This week I continue the discussion of the burden of Guyana’s public indebtedness since the official introduction of its rebased 2006 price series GDP estimates. Last week’s column provided a brief glimpse of what I have labelled ‘the worst of times.’ That is, the period when the country’s 1) public debt-to-GDP ratio had risen to above 600 per cent; 2) its macroeconomic fundamentals virtually collapsed; and 3) the most brutally imaginable structural adjustment programme was imposed on it in the form of the Economic Recovery Programme.
The arguments in Guyana during that period of turmoil are eerily similar to those being repeatedly raised today in relation to the structural adjustment taking place in First World economies, especially Greece.
In this regard readers should note that intense debates took place over the roles of economic growth, expenditure stimulating policies, and equity as essential elements of structural adjustment measures, versus the then preferred deliberately impactful measures aimed at income, wealth, and livelihoods compression for the broad mass of the population in order to secure as the main economic outcome that countries are compelled to ‘live within their means.’
Public indebtedness record
The lesson which I drew from these debates is the need for all of us constantly to pay very close attention, not only to the evolution of Guyana’s public indebtedness, but its macroeconomic fundamentals as well.
First, as can be seen there the domestic debt has more than doubled during the 2000s (increasing from $48 billion in 2000 to 105 billion in 2011). There were increases in the domestic debt every year except 2007. In that year its value fell by about 6 per cent on the previous year.
Second, the data also reveal that the fluctuations in the value of total debt have been mainly due to movements in the external debt. Thus, external debt peaked in 2002 at $260 billion; but in 2011 it stood at $246 billion, which was about 10 per cent above the 2000 level of $222 billion. Further in 2012 the Ministry of Finance’s Half Year Report for that year reported a mid-year external debt of US$1,297 million as against US$1,205 million at the end of 2011!
External debt recorded its lowest levels of $146 billion in 2007 and $171 billion in 2008. By the end of 2011 this had increased by about 70 per cent to $246 million.

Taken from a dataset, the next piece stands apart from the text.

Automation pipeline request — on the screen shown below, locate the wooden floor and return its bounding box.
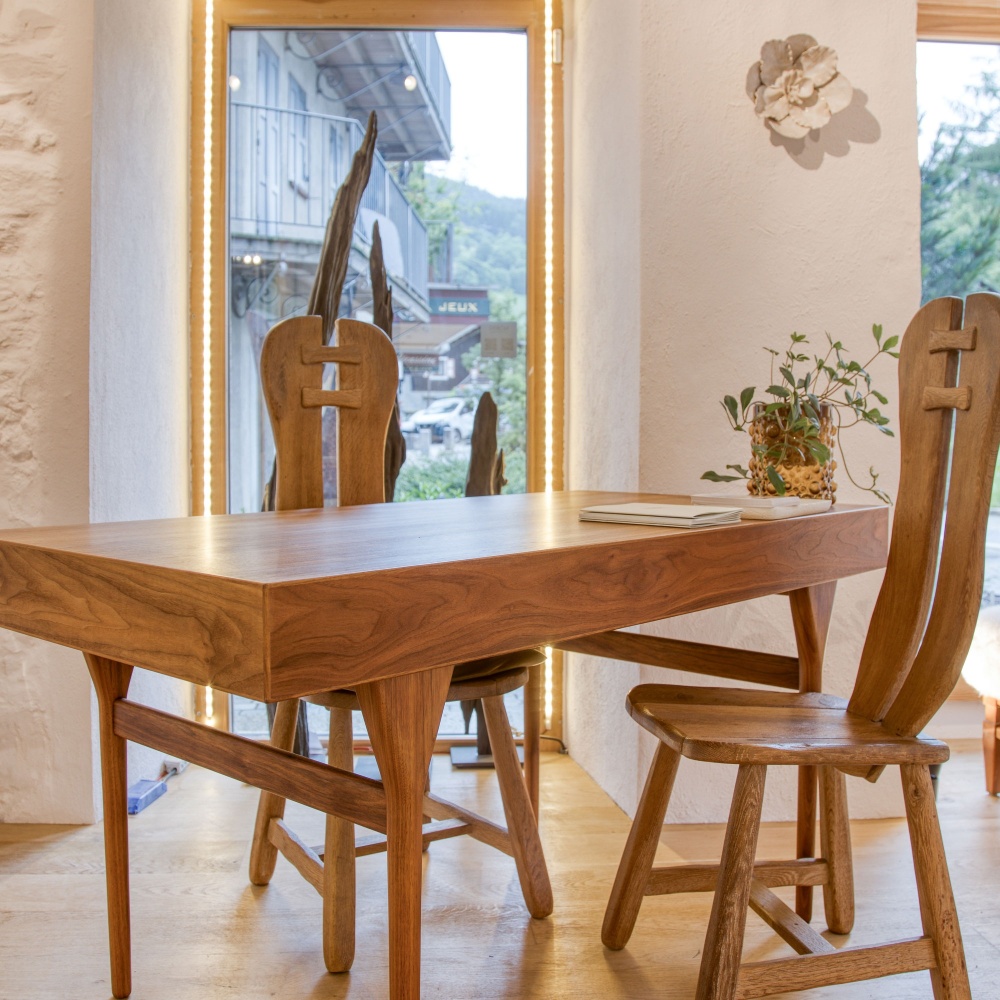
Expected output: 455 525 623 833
0 743 1000 1000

The conclusion we can therefore safely draw from this table is that the 30 per cent rise in total public indebtedness in the 2000s (from $270 billion in 2000 to $351 billion at the end of 2011) has been mainly driven by increases in the domestic debt.
The resultant external and domestic debt-to-GDP ratios for the period of our coverage (2006 to 2011) are shown in the table below.
There it clearly can be observed that, despite the faster growth of the domestic debt as a contributor to the debt burden, the domestic debt-to-GDP ratio has averaged 21 per cent for the years 2006-11. This compares with the higher ratio of just less than 50 per cent for the external debt-to-GDP over the same period.